Description
Bugzilla Link | 52593 |
Version | trunk |
OS | All |
CC | @fhahn,@RKSimon |
Extended Description
Suppose we have a function
template<class T>
double foo(const std::vector<double>& v) {
double sum = 0;
T size = v.size();
for (T i = 0; i < size; i += 2) {
sum += v[i];
}
return sum;
}
and call it as foo<uint64_t>
and foo<int64_t>
.
The signed version is 1.7 times faster (both with libstdc++ and libc++)
https://quick-bench.com/q/EQxNHHtqi9497mG3ovtfG7fQa6s
(Note that gcc generates code for both signed and unsigned version approximately as fast as signed clang version https://quick-bench.com/q/lDXyfset7rLDmOG2mGxjVb1h0Zw)

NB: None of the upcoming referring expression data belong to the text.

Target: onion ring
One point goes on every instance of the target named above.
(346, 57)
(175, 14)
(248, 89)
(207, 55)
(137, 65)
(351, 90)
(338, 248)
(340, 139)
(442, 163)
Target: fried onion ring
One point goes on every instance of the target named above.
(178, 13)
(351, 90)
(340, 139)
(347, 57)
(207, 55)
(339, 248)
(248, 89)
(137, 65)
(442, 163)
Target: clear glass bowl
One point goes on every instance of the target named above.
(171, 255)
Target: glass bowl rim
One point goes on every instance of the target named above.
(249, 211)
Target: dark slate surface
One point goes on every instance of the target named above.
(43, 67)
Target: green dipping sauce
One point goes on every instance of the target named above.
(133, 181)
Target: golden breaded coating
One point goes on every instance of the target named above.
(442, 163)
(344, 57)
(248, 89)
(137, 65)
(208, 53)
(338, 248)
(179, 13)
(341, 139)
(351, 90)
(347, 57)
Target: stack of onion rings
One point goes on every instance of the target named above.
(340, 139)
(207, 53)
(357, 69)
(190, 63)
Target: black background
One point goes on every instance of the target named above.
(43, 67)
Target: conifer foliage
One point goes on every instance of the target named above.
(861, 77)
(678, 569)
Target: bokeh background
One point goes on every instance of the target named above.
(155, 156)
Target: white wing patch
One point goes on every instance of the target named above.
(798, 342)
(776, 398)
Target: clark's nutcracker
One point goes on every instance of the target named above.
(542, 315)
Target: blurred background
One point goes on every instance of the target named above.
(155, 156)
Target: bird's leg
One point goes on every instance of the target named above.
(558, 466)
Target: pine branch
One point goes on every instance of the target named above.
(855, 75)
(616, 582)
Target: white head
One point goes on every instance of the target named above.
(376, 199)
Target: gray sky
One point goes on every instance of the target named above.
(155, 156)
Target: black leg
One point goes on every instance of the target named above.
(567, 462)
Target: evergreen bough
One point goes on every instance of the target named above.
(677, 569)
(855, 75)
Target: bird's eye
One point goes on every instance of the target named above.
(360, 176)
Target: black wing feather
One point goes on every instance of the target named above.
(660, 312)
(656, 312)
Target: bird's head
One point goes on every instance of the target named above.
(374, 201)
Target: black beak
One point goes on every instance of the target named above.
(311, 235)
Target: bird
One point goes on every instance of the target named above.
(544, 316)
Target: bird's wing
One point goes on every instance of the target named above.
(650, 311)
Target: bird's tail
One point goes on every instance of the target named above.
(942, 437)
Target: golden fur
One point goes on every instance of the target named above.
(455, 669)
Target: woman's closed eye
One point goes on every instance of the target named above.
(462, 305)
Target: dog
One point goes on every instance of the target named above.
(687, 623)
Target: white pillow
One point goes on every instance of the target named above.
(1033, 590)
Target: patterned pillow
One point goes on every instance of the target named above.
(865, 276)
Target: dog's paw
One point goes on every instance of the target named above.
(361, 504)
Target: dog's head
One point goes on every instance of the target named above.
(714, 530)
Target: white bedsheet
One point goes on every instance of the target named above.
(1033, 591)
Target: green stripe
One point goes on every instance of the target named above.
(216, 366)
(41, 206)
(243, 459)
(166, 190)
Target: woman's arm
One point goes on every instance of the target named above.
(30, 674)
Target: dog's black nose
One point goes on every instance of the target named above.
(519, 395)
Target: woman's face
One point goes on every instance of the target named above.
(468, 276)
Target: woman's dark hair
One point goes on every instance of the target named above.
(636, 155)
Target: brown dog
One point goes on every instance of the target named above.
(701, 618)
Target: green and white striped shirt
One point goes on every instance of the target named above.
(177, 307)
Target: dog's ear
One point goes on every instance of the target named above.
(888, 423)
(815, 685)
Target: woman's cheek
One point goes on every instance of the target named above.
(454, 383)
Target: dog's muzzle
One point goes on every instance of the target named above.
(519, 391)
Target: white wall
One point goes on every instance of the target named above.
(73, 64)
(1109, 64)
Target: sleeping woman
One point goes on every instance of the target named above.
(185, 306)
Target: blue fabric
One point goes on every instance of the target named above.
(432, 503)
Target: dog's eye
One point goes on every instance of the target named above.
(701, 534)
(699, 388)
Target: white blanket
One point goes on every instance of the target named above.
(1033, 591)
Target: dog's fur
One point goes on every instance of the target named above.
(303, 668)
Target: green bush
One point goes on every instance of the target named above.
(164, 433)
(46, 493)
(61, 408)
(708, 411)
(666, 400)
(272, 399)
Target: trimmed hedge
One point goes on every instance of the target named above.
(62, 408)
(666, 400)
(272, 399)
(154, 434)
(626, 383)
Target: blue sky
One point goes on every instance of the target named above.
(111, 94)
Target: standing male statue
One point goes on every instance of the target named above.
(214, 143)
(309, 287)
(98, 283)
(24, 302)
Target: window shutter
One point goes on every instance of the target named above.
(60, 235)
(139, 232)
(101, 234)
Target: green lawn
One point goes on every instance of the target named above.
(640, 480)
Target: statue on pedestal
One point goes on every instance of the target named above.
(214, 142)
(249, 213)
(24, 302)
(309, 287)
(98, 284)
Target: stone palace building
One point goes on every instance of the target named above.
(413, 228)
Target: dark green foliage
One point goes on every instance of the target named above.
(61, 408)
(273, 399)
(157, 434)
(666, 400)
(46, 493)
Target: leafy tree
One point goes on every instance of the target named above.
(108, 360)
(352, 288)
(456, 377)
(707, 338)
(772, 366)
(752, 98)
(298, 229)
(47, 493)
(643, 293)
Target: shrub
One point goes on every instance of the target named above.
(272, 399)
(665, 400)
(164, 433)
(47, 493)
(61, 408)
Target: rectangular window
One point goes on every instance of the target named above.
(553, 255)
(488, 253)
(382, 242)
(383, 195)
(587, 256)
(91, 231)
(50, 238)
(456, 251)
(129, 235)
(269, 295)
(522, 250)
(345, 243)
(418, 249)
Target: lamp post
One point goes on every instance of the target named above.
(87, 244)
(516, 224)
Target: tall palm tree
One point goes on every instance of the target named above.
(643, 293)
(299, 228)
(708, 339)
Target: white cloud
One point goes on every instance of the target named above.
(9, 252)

Indeed we can se on godbolt that code generated for different type is different: https://godbolt.org/z/Kjv6q7dsr
But seemingly there's no reason why they should be different.
One can argue that one possible difference is we can assume no overflow for signed version. But actually we can assume no overflow in unsigned version as well at least for three reasons:
- if there's overflow, then the loop is infinite without any side-effects which is UB
- the size guaranteed to be less then v.max_size() which is way less then 2**64
- size is calculated as difference of 2 pointers to 8byte type, so it's bounded by 2**61 or so
Note that I tried few ways to use __builtin_assume() to "proof" to the compiler there's no overflow which didn't help.